Test screenings are one of those aspects of film development that many directors dislike. After all, the thought of showing a small audience an early cut of your incomplete movie and then getting feedback on it that can potentially ruin the overall vision you had for the film, is not an easy step to take. For many studios, though it remains a vital part of their development process to ensure that the vast amounts of money they have spent on the film haven’t gone completely down the drain and that three is some level of satisfaction from these audiences.
Not all movies get a test screening. For some, it’s because the director is just so trusted that they never feel it’s necessary. For others, like with the Star Wars franchise, it’s just because the potential for spoilers leaking is so great that studios don’t feel it is worth the risk. While many directors might feel relieved at not needing that screening process, it turns out that Rian Johnson missed it when filling his divisive The Last Jedi because he felt that with the franchise being so passionately followed, it might have helped to gauge some reaction of his ideas early, as he recently shared in a behind the scenes interview on the DVD (as revealed by Screen Rant) from his current mystery-movie success Knives Out, where test screenings helped him refine the movie better:
It was like a party in the theatre, it was really fun. It was like the first time I was like ‘Oh wow, this actually plays. This is good.’ Which is really nice and that’s something on Star Wars, you can’t test Star Wars movies for a lot of different reasons. I’ve always hated test screening, and when we were making Star Wars, at a certain point in the process you’re like ‘God, I would give my left arm to put this in front of 300 people in Burbank and just see how it plays.’

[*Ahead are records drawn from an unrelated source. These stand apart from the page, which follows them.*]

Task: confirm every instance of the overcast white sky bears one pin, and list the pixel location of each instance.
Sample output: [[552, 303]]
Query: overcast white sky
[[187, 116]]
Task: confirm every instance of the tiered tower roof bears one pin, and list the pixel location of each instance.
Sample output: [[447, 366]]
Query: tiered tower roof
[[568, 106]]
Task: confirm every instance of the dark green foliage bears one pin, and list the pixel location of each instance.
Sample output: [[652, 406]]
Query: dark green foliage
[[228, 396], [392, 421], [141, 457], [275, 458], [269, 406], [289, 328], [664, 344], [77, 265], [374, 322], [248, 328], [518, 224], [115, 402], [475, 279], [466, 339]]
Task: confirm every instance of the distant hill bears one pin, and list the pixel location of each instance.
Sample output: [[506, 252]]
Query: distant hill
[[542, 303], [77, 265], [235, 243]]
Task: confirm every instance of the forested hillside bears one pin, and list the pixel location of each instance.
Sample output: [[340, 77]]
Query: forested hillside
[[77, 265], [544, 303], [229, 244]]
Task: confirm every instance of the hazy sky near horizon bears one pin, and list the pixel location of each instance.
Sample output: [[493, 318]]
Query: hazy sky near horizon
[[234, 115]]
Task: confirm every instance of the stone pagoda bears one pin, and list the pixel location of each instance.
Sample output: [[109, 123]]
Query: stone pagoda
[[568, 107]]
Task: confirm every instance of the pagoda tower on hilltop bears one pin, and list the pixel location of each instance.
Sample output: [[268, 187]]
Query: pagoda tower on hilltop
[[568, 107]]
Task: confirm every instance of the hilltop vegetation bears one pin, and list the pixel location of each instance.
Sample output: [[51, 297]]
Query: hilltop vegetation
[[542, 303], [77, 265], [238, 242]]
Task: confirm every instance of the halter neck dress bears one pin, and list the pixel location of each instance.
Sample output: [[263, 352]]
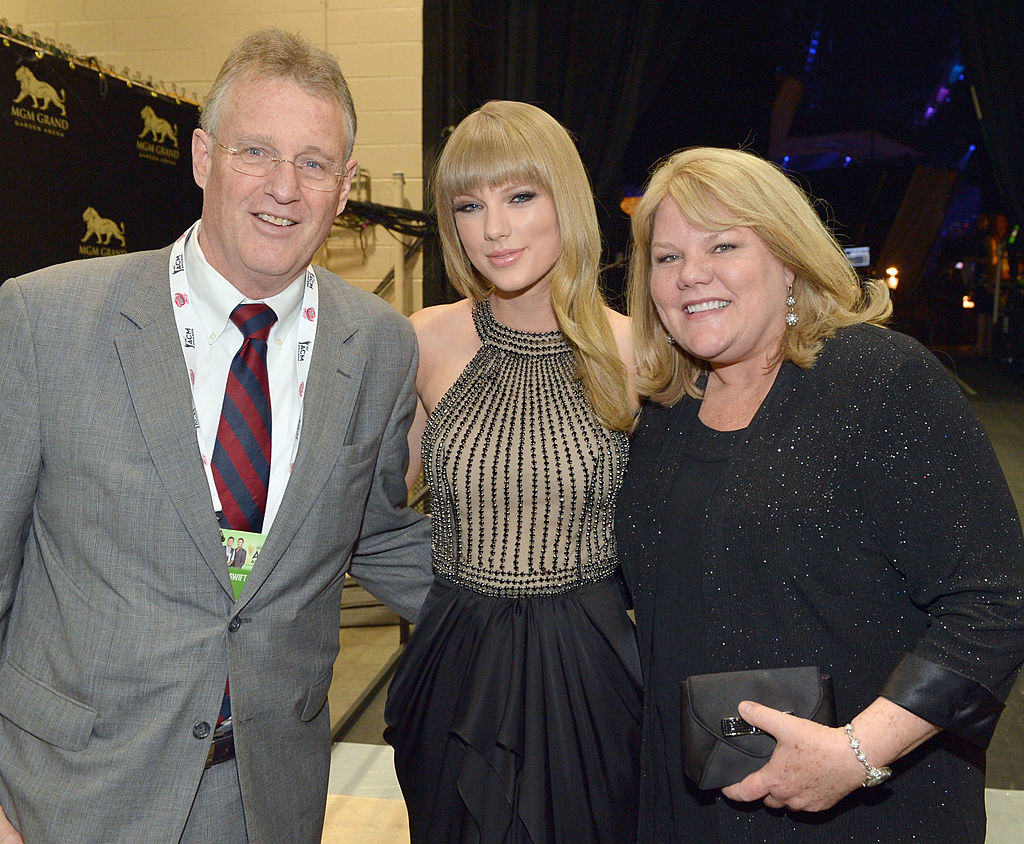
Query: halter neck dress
[[515, 711]]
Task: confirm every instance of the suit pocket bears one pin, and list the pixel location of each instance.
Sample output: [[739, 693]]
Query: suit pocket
[[44, 712], [316, 697]]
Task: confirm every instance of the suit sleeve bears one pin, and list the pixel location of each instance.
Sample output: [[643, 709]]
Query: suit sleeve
[[945, 517], [392, 555], [20, 454]]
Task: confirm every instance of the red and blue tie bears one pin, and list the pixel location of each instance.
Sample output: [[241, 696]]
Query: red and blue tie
[[242, 454]]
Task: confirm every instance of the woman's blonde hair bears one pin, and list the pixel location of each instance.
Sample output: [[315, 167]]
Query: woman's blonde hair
[[505, 142], [717, 190]]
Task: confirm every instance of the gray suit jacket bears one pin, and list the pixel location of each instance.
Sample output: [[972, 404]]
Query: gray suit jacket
[[117, 620]]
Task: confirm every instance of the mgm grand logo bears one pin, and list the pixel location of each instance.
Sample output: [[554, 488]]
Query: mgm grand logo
[[159, 138], [38, 106], [101, 236]]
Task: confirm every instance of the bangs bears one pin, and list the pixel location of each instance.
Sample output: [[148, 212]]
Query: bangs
[[704, 208], [489, 156]]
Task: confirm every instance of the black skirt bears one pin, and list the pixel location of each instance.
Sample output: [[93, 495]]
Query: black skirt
[[518, 719]]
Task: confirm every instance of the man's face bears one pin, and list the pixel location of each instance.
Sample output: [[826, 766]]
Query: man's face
[[261, 231]]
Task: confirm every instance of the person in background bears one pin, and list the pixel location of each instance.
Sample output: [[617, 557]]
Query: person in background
[[807, 488], [515, 711], [153, 401]]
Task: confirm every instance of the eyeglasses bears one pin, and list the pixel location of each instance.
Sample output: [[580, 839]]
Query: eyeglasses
[[314, 172]]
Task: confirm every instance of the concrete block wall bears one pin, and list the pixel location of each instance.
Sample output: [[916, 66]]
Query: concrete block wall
[[379, 44]]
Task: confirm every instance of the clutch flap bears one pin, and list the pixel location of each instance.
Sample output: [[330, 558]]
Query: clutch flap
[[712, 702]]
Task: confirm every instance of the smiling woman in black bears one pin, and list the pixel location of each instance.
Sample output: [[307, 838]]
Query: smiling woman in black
[[807, 488]]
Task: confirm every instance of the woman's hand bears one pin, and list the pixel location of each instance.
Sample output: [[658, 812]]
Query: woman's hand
[[813, 766], [811, 769]]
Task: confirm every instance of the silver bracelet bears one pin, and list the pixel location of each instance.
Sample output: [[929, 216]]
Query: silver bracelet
[[876, 776]]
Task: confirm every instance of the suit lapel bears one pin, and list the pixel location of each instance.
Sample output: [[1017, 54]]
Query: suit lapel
[[154, 367], [330, 399]]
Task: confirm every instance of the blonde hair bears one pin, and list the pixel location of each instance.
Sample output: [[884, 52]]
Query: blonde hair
[[505, 142], [272, 53], [717, 190]]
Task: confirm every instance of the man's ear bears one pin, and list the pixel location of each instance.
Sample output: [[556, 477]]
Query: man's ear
[[202, 157]]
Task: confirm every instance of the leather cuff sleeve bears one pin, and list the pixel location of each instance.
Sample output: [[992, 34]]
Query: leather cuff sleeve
[[945, 698]]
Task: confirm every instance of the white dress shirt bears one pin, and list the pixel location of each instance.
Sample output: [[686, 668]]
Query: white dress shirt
[[218, 340]]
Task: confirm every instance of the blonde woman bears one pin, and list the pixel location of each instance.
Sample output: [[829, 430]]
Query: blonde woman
[[807, 489], [515, 712]]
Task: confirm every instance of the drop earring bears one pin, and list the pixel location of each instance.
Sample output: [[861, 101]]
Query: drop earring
[[791, 315]]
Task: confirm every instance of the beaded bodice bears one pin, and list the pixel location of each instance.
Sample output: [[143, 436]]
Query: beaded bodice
[[522, 474]]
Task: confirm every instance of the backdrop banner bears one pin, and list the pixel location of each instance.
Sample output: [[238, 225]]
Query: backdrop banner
[[90, 164]]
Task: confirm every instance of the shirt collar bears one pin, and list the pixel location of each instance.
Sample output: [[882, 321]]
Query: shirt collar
[[214, 297]]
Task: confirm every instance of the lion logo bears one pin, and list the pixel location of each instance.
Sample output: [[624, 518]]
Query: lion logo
[[41, 92], [157, 127], [100, 227]]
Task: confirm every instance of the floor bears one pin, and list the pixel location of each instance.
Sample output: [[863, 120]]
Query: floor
[[365, 802]]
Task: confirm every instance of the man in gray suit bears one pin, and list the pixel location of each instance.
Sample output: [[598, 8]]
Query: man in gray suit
[[119, 628]]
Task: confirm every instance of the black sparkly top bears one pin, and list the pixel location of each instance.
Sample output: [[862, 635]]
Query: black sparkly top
[[522, 474], [861, 524]]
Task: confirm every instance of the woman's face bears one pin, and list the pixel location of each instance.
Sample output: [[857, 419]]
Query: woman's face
[[510, 235], [721, 295]]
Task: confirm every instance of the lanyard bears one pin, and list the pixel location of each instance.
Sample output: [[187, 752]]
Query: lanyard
[[187, 324]]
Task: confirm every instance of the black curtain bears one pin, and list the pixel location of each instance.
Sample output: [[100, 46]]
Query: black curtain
[[594, 66], [992, 35]]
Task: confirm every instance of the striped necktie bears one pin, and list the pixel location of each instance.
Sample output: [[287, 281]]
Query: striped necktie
[[242, 454]]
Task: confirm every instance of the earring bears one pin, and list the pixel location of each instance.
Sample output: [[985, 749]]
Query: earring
[[791, 315]]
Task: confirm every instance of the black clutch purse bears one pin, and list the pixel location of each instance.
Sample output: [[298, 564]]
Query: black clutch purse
[[719, 747]]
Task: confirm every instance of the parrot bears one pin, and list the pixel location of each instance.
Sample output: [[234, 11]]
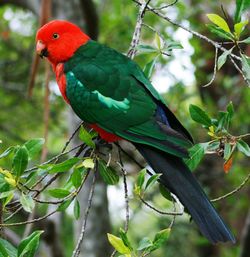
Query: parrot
[[110, 92]]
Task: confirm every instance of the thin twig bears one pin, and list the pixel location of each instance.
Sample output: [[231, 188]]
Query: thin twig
[[234, 191], [137, 32], [28, 221], [166, 6], [77, 250], [124, 174], [159, 211], [215, 44], [215, 68]]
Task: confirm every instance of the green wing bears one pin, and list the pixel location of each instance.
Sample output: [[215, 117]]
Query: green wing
[[106, 88]]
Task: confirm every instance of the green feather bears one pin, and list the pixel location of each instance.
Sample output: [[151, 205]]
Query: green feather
[[106, 88]]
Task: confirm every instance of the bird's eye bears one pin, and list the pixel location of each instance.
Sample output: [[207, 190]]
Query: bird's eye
[[55, 36]]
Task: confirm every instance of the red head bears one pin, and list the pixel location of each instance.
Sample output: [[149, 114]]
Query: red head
[[58, 40]]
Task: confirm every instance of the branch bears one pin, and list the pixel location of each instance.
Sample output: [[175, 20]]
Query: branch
[[137, 32], [162, 212], [234, 191], [91, 18], [246, 238], [76, 251]]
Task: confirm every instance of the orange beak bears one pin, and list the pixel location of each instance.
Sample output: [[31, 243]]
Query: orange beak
[[41, 49]]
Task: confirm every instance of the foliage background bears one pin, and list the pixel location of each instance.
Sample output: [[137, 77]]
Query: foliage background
[[22, 119]]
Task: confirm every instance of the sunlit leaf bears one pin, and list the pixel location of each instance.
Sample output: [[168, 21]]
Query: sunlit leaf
[[7, 152], [239, 27], [222, 58], [219, 21], [86, 137], [20, 161], [220, 32], [60, 167], [7, 249], [200, 116], [77, 209], [227, 151], [243, 147], [227, 165], [241, 5], [118, 244], [125, 239], [149, 67], [158, 41], [196, 154], [34, 146], [152, 180], [246, 40], [160, 238], [28, 246], [108, 174], [144, 244], [246, 66], [141, 178], [76, 177], [63, 206], [58, 192], [146, 49], [88, 163], [27, 202]]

As controversial as it may be for directors, I’m of the view that a little testing can always help make something better because it’s always important to see how people react and see things in your project differently to how you might have it in your head. Would it have changed the direction of The Last Jedi? I doubt it as the film was actually quite a crowd-pleaser, though you suspect if the screening was filled with many really passionate Star Wars film, the theatre it was screening in may have been burnt down in protest.